Il risultato che sembra profilarsi, quindi, non è in sé negativo: una crescita che si aggiri all’1,8-1,9% certo non è valutata negativamente dagli economisti. Ma lo scenario complessivo comincia a presentare incognite che non si dovrebbero ignorare e che rendono più difficile consolidare e rafforzare la crescita. La Bce potrebbe ancora aumentare i tassi con conseguenze sul costo del nostro debito; la crescita reale degli stipendi in Italia continua a essere deludente, considerato che la disoccupazione sta diminuendo; resta sullo sfondo un problema di produttività. Anche pensare di risolvere i problemi ricorrendo all’oro della Banca d’Italia appare un altro sogno più che una realtà: non solo occorre l’autorizzazione della Bce per simili operazioni sulle riserve auree (la Francia l’ha fatta), ma il punto è che se si vendesse tutto l’oro, il debito italiano diminuirebbe solo del 2,3%.
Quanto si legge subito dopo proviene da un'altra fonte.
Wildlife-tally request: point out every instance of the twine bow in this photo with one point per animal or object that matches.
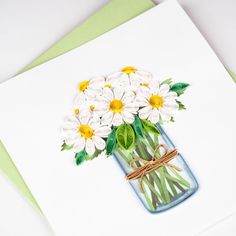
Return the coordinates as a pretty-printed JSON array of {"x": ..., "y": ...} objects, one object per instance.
[{"x": 151, "y": 165}]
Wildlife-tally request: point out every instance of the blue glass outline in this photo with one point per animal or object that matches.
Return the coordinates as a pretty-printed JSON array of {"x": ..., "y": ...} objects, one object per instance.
[{"x": 180, "y": 199}]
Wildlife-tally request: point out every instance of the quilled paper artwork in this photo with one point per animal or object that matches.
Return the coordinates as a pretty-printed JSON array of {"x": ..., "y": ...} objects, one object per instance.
[{"x": 120, "y": 115}]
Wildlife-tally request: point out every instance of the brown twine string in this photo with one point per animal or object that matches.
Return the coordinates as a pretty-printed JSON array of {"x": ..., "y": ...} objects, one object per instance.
[{"x": 151, "y": 165}]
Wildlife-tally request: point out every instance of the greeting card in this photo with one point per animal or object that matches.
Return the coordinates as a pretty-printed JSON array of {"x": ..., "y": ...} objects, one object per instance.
[{"x": 138, "y": 121}]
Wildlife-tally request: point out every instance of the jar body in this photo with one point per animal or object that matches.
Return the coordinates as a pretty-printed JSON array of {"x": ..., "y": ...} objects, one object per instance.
[{"x": 165, "y": 186}]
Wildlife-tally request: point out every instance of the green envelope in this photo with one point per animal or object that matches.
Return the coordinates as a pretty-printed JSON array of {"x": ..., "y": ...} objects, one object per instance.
[{"x": 111, "y": 15}]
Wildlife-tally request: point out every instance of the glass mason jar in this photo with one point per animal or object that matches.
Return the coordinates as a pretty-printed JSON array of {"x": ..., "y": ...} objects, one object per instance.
[{"x": 158, "y": 174}]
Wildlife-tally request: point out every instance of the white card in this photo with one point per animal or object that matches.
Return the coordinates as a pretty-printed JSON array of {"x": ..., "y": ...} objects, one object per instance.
[{"x": 94, "y": 198}]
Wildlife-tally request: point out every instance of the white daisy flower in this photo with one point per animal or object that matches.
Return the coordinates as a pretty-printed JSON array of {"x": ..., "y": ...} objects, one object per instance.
[
  {"x": 116, "y": 106},
  {"x": 85, "y": 132},
  {"x": 88, "y": 89},
  {"x": 131, "y": 77},
  {"x": 157, "y": 102}
]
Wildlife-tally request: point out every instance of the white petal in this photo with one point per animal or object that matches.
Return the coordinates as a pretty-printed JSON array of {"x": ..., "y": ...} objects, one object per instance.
[
  {"x": 116, "y": 75},
  {"x": 145, "y": 112},
  {"x": 132, "y": 107},
  {"x": 90, "y": 93},
  {"x": 128, "y": 97},
  {"x": 108, "y": 94},
  {"x": 79, "y": 145},
  {"x": 154, "y": 116},
  {"x": 127, "y": 117},
  {"x": 79, "y": 99},
  {"x": 89, "y": 147},
  {"x": 141, "y": 101},
  {"x": 101, "y": 108},
  {"x": 117, "y": 119},
  {"x": 99, "y": 142},
  {"x": 118, "y": 93},
  {"x": 107, "y": 118},
  {"x": 94, "y": 122},
  {"x": 103, "y": 131},
  {"x": 170, "y": 95},
  {"x": 97, "y": 81},
  {"x": 84, "y": 116},
  {"x": 71, "y": 140}
]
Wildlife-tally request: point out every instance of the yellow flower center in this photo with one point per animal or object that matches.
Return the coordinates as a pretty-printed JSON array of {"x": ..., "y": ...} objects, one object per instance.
[
  {"x": 76, "y": 111},
  {"x": 156, "y": 101},
  {"x": 107, "y": 86},
  {"x": 91, "y": 108},
  {"x": 145, "y": 84},
  {"x": 116, "y": 106},
  {"x": 129, "y": 70},
  {"x": 83, "y": 85},
  {"x": 85, "y": 131}
]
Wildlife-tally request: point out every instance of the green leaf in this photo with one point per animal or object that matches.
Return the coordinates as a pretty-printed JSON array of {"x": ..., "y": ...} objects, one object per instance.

Si tratterebbe di incassare 38 miliardi a fronte di un debito a oltre 1600 miliardi e uscite dello Stato a 658 miliardi. Se si tagliassero anche non di molto i costi della macchina statale, dicono gli economisti, si otterrebbe un risultato analogo. Senza contare il significato psicologico che assumerebbe la cessione: l’allentamento della stabilità del sistema (la Banca d’Italia è il garante dei risparmi dei cittadini e il prestatore di ultima istanza del credito) per cedere l’argenteria di famiglia, in una situazione finanziaria internazionale delicata. Le controindicazioni sembrano superiori ai modesti benefici. Per il governo e la sua maggioranza si annuncia, quindi, un autunno cruciale. Un ulteriore ricorso alla pressione fiscale per risolvere i problemi di risorse mancanti rischierebbe di bloccare la già vulnerabile crescita e avrebbe un prezzo politico forse irrecuperabile.


Più che mai serve una strategia che sappia frenare e accelerare: risanare i conti e ridare ossigeno all’economia per rilanciare la crescita. Rigore e riforme. Rassicurazione e cambiamento. Ecco lo scontro che si annuncia tra riformisti e massimalisti, maggioranza e opposizione, mercato e corporazioni. Siamo l’unico Paese avanzato ad avere una tendenza insoddisfacente. È ora che il Paese decida che cosa vuole essere e dove vuole andare. Il tesoretto svanisce come i sogni. La partita tra conservatori e innovatori si fa più dura.